Paulo Coelho, in “O Monte Cinco” - 1995
João tinha saído de casa, brigado com os pais. Isso já faziam três anos quase completos. Na verdade, ia completar três anos naquele domingo. Ele passou a semana pensando sobre o que o levou a sair de casa, assim tão repentinamente. Pensou, pensou e pensou. Talvez estivesse errado... Pensava em todos os seus atos depois daquele dia e, sinceramente, passou a achar que estava errado.
***
Sr. Oliveira era um pai de família típico do Brasil: trabalhou a vida toda sustentando os filhos, e quando se aposentou, pensando que poderá ter um pouco de paz, a vida e o governo federal o obrigaram a voltar à ativa, tendo de trabalhar de sol a sol para poder sustentar a casa. Mas tinha orgulho de manter todos os seus entes queridos à sua volta: sua mulher, com quem casou há distantes trinta e quatro anos, seus netos e seus filhos, todos eles... exceto um. Ele ainda tenta resgatar na memória o porque do seu primogênito ter ido embora daquela maneira. E, mesmo sem saber o porque, se culpa.
***
Era um sábado a tarde, e João estava em sua casa alugada, bem longe da casa por onde viveu por mais de doze anos. Fragmentos daquela discussão vinham a sua cabeça a todo instante. A cada minuto que passava, sua consciência apertava mais, trazendo à tona todas as lembranças daquele dia fatídico.
- Eu não quero!
- Você já não manda em mim! Faço o que quero! Sou responsável por mim mesmo, você não pode me impedir!
- Eu sou seu pai, João, e por mais que cresca sempre serei! Se eu digo que não quero que vá trabalhar no Rio, é pro seu bem! Não quero o seu mal, mas não posso deixar...
- Mas eu quero. Tenho já 27 anos, pai, quero ir e pronto!
A mãe e os irmãos acompanhavam à distância essa discussão. Apreensivos.
- Eu acho que é besteira. Você está sendo idiota, acreditando numa promessa vaga de emprego. E se não dá certo? Eu terei de ir te buscar?
- Ah, é isso? Você se preocupa, na verdade, com as despesas que teria caso não desse certo no Rio...
- Não é isso...
- É sim! Desde criança, você regula as minhas ações, sempre decidiu as coisas por mim, até o meu corte de cabelo você que mandava fazer, do seu jeito! Agora é minha vez. Eu acredito nessa possibilidade, vou atrás dela! E, se é assim, vou embora e não volto mais!
E ele sai, fechando a porta e deixando para trás uma vida inteira.
***
Finalmente, chegou o domingo. Dia de almoço de família. Eram dez horas da manhã. Os filhos e os netos vêm chegando, e o Sr. Oliveira se entristecia a cada um que aparecia. Porque a cada um que ocupava um lugar à mesa, imaginava que João ia abrir a porta, te dar um abraço e sentar-se na mesa, ao seu lado, como sempre foi.
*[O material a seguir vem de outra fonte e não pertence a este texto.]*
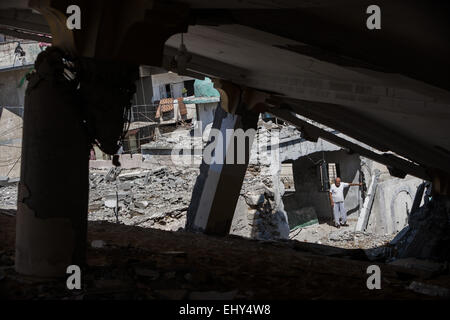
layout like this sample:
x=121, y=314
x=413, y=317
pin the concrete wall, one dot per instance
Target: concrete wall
x=11, y=93
x=307, y=183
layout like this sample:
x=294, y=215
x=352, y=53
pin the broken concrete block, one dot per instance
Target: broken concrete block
x=254, y=199
x=141, y=204
x=301, y=218
x=111, y=203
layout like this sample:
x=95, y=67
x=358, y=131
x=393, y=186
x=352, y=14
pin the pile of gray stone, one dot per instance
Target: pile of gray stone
x=147, y=198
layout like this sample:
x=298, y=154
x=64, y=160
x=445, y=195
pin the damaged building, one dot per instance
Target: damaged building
x=174, y=168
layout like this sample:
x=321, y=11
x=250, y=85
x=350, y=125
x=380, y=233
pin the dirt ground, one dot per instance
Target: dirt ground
x=145, y=263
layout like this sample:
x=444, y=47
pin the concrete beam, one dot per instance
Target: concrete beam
x=367, y=206
x=52, y=207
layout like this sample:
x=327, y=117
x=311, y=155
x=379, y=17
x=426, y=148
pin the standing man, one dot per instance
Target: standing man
x=337, y=201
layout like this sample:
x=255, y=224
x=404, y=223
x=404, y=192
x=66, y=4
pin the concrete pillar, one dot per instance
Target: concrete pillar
x=218, y=186
x=53, y=190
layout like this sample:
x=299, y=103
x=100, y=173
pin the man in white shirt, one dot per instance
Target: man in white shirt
x=337, y=201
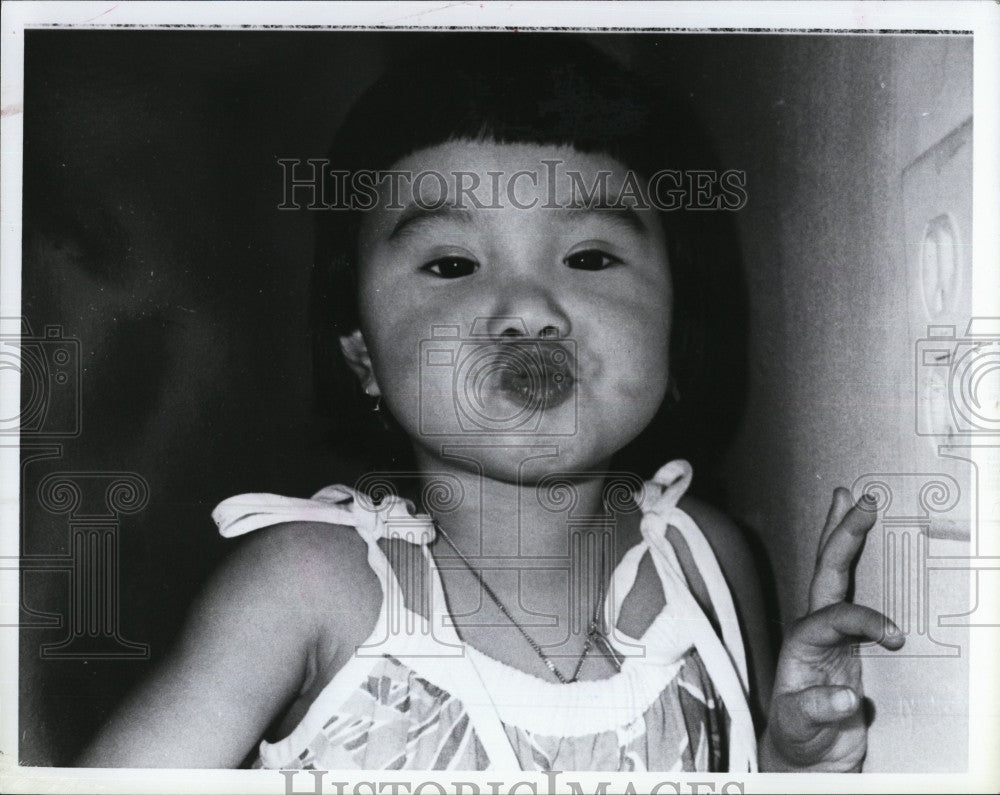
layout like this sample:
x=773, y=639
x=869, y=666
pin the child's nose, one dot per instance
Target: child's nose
x=528, y=310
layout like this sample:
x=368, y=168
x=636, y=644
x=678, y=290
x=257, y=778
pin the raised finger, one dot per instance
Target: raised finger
x=836, y=559
x=844, y=622
x=839, y=506
x=801, y=712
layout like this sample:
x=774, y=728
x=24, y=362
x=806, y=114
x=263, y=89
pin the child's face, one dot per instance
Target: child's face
x=560, y=317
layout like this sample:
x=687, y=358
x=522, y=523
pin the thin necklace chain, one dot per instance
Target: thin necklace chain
x=594, y=634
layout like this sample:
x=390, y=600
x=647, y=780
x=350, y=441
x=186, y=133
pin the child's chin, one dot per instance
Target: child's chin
x=518, y=458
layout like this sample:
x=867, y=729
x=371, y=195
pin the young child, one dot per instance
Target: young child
x=518, y=333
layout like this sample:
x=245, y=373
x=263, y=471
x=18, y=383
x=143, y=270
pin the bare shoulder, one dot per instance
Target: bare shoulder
x=724, y=536
x=316, y=570
x=282, y=597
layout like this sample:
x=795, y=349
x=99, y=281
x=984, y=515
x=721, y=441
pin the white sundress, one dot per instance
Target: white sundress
x=415, y=697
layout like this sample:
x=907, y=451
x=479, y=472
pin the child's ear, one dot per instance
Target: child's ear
x=355, y=351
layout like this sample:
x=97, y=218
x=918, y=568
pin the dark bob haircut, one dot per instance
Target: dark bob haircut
x=548, y=89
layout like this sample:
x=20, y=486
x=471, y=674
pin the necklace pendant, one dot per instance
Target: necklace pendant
x=600, y=639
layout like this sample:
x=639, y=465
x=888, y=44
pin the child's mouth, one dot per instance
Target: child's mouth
x=533, y=376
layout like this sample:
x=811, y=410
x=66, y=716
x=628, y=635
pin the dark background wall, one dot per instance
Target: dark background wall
x=151, y=235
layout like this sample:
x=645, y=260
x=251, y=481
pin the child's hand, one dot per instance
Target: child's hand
x=816, y=720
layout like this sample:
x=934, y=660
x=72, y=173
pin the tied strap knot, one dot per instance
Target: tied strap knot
x=659, y=496
x=392, y=517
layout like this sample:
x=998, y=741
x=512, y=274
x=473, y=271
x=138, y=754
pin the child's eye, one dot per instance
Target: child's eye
x=450, y=267
x=591, y=260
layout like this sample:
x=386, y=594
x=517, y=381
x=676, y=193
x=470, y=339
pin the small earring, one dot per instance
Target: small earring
x=675, y=393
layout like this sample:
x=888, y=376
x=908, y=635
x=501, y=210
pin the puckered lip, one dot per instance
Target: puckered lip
x=538, y=374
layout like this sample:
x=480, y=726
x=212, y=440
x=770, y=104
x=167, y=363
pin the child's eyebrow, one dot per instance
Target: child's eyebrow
x=414, y=215
x=624, y=216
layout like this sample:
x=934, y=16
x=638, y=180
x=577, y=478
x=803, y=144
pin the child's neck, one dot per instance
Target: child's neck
x=507, y=519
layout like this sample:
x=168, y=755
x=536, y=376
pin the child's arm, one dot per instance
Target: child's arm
x=243, y=654
x=816, y=720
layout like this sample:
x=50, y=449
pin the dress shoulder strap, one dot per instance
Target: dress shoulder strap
x=394, y=517
x=724, y=657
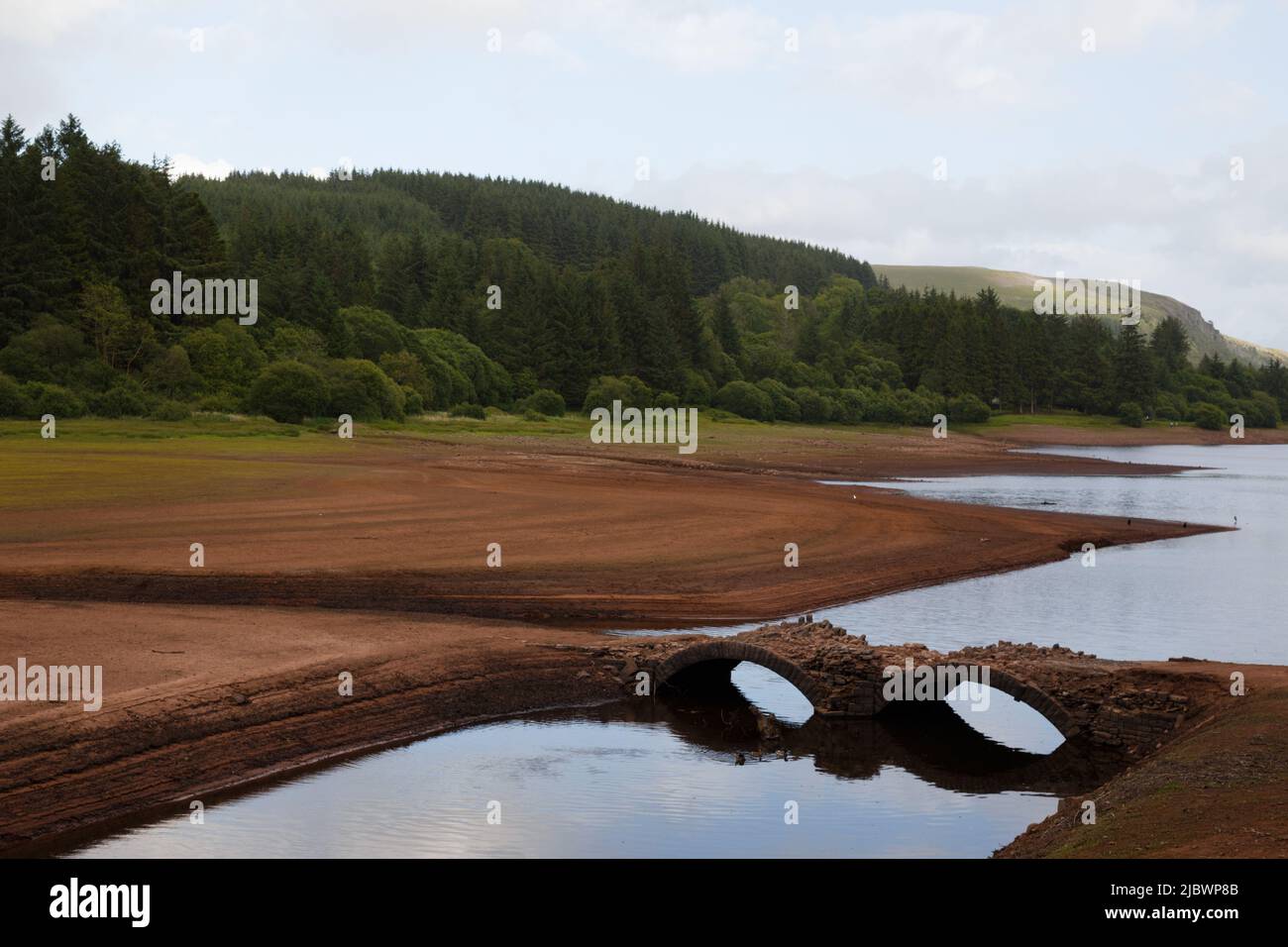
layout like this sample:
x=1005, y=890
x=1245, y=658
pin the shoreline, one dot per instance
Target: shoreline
x=184, y=719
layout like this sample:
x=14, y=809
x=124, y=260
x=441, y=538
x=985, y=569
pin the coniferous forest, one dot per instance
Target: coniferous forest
x=386, y=294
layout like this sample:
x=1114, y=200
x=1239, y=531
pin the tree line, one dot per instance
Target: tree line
x=391, y=292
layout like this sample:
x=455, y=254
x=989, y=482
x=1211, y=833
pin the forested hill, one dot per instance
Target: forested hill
x=391, y=292
x=559, y=224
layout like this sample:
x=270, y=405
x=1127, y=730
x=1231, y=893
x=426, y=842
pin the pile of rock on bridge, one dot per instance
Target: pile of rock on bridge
x=1127, y=706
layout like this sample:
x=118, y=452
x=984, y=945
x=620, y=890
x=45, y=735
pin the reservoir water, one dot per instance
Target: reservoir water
x=675, y=779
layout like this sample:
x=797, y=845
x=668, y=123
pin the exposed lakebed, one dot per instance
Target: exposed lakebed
x=666, y=780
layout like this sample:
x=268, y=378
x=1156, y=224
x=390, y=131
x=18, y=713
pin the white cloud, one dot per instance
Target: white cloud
x=42, y=22
x=189, y=163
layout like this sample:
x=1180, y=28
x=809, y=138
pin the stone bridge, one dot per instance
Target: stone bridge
x=1128, y=707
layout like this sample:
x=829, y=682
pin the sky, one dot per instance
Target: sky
x=1138, y=140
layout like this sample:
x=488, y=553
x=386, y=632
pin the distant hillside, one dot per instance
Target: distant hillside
x=1017, y=290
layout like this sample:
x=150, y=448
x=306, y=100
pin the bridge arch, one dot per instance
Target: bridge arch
x=730, y=651
x=1024, y=692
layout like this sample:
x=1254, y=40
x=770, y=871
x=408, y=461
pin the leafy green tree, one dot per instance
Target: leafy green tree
x=290, y=392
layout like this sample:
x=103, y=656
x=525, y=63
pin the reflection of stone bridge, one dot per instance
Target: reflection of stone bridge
x=1113, y=703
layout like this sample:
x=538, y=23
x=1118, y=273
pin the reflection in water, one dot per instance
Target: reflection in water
x=1219, y=595
x=704, y=775
x=664, y=779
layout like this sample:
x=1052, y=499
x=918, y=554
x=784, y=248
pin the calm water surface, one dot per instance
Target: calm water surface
x=665, y=780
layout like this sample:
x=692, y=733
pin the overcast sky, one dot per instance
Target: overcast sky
x=1113, y=161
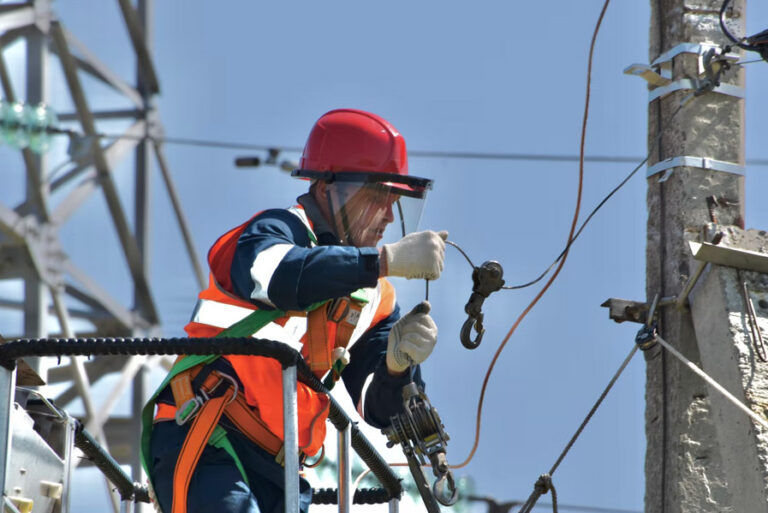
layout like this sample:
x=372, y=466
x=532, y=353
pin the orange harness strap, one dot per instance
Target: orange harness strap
x=196, y=440
x=335, y=322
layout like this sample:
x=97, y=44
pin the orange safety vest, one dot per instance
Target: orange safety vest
x=316, y=334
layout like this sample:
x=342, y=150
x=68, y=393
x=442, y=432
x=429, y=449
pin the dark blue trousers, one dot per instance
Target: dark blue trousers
x=217, y=485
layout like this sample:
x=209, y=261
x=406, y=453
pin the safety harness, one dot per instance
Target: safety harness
x=203, y=394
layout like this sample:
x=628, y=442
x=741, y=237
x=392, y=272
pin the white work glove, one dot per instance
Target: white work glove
x=411, y=339
x=417, y=255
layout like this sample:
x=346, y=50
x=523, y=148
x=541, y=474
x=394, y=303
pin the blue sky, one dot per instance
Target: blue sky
x=497, y=77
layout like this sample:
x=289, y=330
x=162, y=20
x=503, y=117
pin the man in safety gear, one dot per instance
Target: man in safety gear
x=314, y=277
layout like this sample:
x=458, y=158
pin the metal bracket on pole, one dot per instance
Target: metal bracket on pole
x=664, y=61
x=704, y=163
x=712, y=61
x=290, y=440
x=688, y=84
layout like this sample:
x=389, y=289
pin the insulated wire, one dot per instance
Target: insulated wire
x=598, y=207
x=565, y=252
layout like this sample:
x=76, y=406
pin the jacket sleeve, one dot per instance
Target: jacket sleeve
x=376, y=394
x=274, y=265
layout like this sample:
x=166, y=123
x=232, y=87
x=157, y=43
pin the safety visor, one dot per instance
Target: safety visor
x=371, y=208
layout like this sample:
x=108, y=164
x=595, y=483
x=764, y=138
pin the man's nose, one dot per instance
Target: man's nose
x=389, y=215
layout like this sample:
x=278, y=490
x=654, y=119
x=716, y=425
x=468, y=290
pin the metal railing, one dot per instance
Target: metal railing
x=294, y=369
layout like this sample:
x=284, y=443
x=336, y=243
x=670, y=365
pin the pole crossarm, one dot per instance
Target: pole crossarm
x=714, y=384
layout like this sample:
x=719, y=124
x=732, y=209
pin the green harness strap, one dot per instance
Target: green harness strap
x=243, y=328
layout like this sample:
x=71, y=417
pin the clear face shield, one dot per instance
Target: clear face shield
x=368, y=209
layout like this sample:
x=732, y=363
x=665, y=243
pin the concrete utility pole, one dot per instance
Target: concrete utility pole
x=702, y=455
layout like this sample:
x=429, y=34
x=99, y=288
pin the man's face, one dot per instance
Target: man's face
x=363, y=214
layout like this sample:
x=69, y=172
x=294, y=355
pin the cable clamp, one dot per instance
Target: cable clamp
x=704, y=163
x=646, y=337
x=713, y=61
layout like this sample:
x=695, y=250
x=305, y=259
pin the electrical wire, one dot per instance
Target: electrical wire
x=565, y=255
x=600, y=205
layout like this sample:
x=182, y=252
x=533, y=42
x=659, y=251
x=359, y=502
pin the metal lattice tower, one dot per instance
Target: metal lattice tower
x=30, y=236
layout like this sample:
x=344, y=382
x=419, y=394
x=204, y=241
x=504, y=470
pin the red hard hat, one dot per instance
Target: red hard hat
x=354, y=140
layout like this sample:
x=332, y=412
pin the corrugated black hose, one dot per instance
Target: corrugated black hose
x=287, y=357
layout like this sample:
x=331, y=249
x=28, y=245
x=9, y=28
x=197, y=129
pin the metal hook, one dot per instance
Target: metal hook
x=445, y=490
x=486, y=279
x=466, y=337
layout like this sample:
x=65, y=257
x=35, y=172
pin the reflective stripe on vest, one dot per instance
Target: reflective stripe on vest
x=223, y=315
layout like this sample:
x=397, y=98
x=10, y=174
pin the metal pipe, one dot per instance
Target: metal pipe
x=344, y=469
x=290, y=440
x=7, y=390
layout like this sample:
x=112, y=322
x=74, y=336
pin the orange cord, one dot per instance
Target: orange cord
x=565, y=253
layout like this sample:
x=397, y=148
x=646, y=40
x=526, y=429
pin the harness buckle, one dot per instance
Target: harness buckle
x=339, y=310
x=189, y=409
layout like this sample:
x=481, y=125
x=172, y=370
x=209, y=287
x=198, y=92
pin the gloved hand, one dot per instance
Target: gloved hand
x=411, y=339
x=417, y=255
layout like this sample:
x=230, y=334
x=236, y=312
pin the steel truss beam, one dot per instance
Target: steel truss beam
x=29, y=231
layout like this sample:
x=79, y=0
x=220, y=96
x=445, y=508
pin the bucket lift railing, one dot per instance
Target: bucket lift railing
x=294, y=370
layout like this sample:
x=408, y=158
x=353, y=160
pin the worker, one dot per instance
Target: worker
x=313, y=278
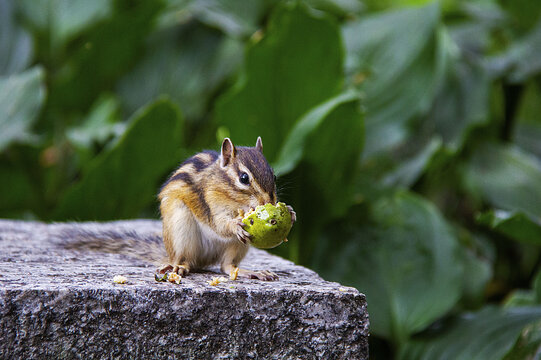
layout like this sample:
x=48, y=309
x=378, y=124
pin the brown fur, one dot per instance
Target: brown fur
x=200, y=206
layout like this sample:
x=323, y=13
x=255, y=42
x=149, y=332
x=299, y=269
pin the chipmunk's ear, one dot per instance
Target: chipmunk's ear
x=259, y=144
x=228, y=151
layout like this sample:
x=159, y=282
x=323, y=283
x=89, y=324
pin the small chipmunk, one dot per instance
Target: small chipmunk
x=201, y=206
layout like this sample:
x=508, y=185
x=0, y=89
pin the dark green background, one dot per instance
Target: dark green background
x=406, y=134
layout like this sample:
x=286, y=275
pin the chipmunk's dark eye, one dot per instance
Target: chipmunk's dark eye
x=244, y=178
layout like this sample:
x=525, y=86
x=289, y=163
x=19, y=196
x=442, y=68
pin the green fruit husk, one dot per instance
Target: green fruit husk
x=268, y=224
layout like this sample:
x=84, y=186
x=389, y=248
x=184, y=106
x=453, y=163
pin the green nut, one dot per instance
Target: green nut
x=268, y=224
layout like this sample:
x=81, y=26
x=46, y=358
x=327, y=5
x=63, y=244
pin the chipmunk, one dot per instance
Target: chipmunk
x=202, y=203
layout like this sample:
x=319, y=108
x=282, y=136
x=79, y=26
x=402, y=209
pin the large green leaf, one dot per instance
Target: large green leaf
x=513, y=224
x=528, y=120
x=397, y=58
x=407, y=262
x=408, y=170
x=528, y=345
x=104, y=54
x=187, y=63
x=21, y=98
x=63, y=20
x=506, y=177
x=296, y=65
x=522, y=60
x=125, y=178
x=488, y=334
x=293, y=148
x=15, y=42
x=236, y=18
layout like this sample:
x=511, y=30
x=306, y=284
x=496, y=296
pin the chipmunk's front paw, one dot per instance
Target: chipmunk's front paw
x=243, y=235
x=292, y=213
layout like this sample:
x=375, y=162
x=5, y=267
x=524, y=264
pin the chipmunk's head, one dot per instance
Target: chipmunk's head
x=250, y=173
Naquele mesmo instante, João tomava uma importante decisão.
***
Meio-dia. A esposa do sr. Oliveira traz a comida à mesa, os filhos todos sentados, junto dos netos, noras, genros, amigos da família... e uma cadeira vazia, ao lado do velho senhor. Por causa de todas as tribulações com seu filho, ficou deprimido, parou de trabalhar, passara dificuldades. E todos acompanhavam essa depressão. O sr. Oliveira olhava a cadeira com tristeza. Os outros tentavam animá-lo, mas nada conseguiam. Já dizia aquela passagem da Bíblia: "Se um de vocês tem cem ovelhas e perde uma, será que não deixa as noventa e nove no campo para ir atrás da que se perdeu, até encontrá-la?" Pois é... o sr. Oliveira queria encontrar a sua ovelha.
Quando o já cansado senhor pensou, naquele momento, em desistir de sua busca, imaginando que perdera seu filho para o mundo para sempre, eis que ele entra porta adentro. Chega na cozinha, ele olha a todos, que o olham de volta. Singelamente, senta-se ao lado de seu pai e diz:
- Me passe um prato, que eu estou com fome.
E a paz foi restaurada, por todos os tempos.